Совсем уйти в себя и в расчеты не давали друзья-попутчики. И слав Богу. А то так можно совсем из жизни выпасть. Ну а если для поддержания разговора чего-то не хватало, то вагон-ресторан работал допоздна, а рестораны и буфеты на станциях вообще круглосуточно. Роммель не смотря на разницу в возрасте и положении, довольно быстро влился в компанию. Да и куда ему было деться от русского дорожного застолья, разве что с поезда на ходу прыгать. Все разговоры вольно или невольно постоянно возвращались к прошедшему «конфликту» — слово-то, какое выдумали обтекаемое. Нет бы по честному — война. Но дипломатия и политкорректность диктуют свои условия. Приходиться их соблюдать. Если Роммеля и Черфаса больше интересовали тактические вопросы, то Новиков всерьез пытался разобраться в последствиях конфликта. Под водку (пусть она почти и не действует) да не о великом!
— Я честно вам скажу, что не понимаю, зачем Сталин ввязался в эту авантюру. У вас еще нет армии готовой к большой войне. Любое промедление, любая случайность, которая могла бы затянуть ход компании и Советский Союз на грани войны с Антантой!
— Эрвин, успокойся. По-моему тут все просто. Если бы мы стерпели такое ущемление интересов Союза на Дальнем востоке и в Манчжурии, то расписались бы в собственной слабости. И тогда провокации следовали бы одна за другой, пока не привели бы к войне или локальному конфликту. Но при этом время и место выбирали бы уже не мы. И кто знает, как бы все оно повернулось.
— Здесь ты прав Николай. С этим не поспоришь. Но ты меня не понял. Все намного сложнее. Вся Европа и в особенности Польша, Британия и Франция — панически боятся усиления Союза. А здесь вы всему миру показали, что вы — это сила. И еще опубликовали договор с нами о взаимных гарантиях безопасности. Ведь это все равно, что красная тряпка для быка! Перед лицом такой угрозы Европа начнет объединяться и усиленно готовиться к войне. И не забывай про такого вашего ярого противника как САСШ. Они до сих пор не признали Советский Союз, а теперь и тем более. Ведь вы наступили на самую больную мозоль «Дяде Сэму», вторглись в сферу его финансовых и экономических интересов.
— Ты знаешь Эрвин, я об этом не задумывался. Но тут мне пришла мысль.
— О! Мысль, это великолепно!
— Не перебивай. По-моему ты сказал ключевую фразу и сам этого не заметил. Начнут готовиться! Понимаешь, начнут!
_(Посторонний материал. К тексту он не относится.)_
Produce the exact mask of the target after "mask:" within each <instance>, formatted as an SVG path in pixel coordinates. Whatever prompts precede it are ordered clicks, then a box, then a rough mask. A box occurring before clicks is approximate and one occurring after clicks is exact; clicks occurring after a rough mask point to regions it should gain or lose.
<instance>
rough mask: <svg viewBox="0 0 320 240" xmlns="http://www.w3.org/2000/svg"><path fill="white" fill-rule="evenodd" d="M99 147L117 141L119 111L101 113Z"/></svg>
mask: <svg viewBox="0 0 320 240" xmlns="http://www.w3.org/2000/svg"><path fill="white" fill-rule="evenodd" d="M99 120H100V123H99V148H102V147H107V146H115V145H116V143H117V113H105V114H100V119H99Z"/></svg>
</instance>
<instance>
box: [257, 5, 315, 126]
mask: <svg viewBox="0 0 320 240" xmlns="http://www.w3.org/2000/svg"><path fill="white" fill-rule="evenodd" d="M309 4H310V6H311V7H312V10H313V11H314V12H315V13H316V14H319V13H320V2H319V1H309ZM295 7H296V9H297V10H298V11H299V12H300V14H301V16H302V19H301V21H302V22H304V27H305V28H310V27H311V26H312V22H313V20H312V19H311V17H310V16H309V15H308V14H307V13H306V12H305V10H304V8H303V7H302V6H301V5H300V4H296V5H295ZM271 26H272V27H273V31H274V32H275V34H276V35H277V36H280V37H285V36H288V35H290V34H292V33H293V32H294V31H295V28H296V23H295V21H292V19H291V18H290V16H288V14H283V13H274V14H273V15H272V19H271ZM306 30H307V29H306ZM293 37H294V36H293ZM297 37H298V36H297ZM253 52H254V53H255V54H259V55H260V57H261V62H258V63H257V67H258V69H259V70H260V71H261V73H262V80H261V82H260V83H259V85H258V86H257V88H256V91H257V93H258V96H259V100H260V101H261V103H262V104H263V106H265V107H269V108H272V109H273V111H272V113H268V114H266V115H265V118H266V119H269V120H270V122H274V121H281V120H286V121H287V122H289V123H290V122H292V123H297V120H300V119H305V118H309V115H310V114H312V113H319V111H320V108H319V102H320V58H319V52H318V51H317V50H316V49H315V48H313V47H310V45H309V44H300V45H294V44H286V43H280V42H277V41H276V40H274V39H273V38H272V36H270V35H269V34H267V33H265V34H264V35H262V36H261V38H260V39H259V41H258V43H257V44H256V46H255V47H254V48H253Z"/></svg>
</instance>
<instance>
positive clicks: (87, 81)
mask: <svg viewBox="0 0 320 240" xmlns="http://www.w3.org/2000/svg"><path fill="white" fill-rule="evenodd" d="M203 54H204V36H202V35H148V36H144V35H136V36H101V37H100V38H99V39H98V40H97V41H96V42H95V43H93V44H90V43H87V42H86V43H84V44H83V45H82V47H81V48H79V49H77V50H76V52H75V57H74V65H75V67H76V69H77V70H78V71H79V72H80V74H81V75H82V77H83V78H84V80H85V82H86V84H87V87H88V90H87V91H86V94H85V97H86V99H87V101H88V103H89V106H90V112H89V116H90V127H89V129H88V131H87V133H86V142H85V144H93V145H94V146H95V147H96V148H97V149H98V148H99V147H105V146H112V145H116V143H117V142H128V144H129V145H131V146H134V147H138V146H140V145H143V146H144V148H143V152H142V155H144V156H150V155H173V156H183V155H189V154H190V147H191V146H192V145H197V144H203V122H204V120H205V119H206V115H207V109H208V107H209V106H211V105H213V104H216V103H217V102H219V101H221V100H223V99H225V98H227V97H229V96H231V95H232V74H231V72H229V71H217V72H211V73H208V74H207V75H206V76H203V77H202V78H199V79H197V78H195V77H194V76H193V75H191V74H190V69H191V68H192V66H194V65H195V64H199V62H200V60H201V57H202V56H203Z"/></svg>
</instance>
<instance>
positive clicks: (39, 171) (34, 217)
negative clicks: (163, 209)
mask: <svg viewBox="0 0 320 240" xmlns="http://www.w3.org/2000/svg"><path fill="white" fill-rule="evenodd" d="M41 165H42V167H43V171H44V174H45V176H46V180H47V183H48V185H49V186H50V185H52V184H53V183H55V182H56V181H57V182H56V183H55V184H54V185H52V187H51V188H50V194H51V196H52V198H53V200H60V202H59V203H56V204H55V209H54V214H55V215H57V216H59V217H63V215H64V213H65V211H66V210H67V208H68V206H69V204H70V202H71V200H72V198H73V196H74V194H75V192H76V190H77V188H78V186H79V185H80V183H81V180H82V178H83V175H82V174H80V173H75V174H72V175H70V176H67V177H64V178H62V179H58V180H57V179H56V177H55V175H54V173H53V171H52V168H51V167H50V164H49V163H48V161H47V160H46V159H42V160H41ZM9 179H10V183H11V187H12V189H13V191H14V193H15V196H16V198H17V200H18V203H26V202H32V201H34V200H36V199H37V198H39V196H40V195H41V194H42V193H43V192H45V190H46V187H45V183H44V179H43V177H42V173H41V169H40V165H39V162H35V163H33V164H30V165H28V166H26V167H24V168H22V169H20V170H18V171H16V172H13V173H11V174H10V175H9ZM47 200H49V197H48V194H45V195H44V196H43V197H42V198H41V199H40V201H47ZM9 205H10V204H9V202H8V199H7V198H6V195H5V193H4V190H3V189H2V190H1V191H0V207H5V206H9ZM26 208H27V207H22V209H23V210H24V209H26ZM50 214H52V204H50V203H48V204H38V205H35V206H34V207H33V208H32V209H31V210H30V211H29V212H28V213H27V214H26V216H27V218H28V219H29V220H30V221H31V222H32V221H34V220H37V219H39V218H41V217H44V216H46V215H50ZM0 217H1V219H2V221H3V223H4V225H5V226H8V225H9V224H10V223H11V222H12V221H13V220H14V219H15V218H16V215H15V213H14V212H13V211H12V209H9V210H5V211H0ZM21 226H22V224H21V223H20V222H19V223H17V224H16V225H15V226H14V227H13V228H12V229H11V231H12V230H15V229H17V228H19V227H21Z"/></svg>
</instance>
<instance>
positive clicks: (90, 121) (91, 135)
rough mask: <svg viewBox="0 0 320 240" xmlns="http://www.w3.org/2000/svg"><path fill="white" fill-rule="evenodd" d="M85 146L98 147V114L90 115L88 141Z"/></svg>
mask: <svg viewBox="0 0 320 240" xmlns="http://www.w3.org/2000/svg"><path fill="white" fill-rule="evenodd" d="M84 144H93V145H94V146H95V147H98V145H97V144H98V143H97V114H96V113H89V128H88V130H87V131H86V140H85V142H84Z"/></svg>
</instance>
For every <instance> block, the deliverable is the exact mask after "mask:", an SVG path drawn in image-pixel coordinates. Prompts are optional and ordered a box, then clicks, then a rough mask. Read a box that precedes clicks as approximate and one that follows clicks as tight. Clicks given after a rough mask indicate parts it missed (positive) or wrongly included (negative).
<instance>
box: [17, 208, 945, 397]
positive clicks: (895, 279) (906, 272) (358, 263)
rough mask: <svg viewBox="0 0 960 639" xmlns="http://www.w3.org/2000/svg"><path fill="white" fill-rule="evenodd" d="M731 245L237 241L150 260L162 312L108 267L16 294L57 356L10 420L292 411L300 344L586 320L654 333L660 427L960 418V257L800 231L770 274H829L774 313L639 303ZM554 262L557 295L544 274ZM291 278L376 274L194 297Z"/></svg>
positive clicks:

Будут собираться с силами примериваться и приноравливаться — потому что теперь будут бояться лезть напролом. А за это время и мы успеем основательно подготовиться. Если они не напали на нас сегодня, значит, скорее всего, не нападут и завтра. А лет через пять — посмотрим, кто кого. Если война неизбежна, то лучше что бы она началась, когда мы будем к ней готовы. А сейчас ты сам говоришь — армия не готова.
— Мы в двенадцатом году тоже так считали. И что из этого вышло?
— Но тогда Германия оказалась практически без союзников, если не считать всякую шушеру. А теперь мы вместе.
— Очень хочется надеяться, что так оно и будет. Что старику Секту хватит сил и выдержки. Слишком у нас неспокойно.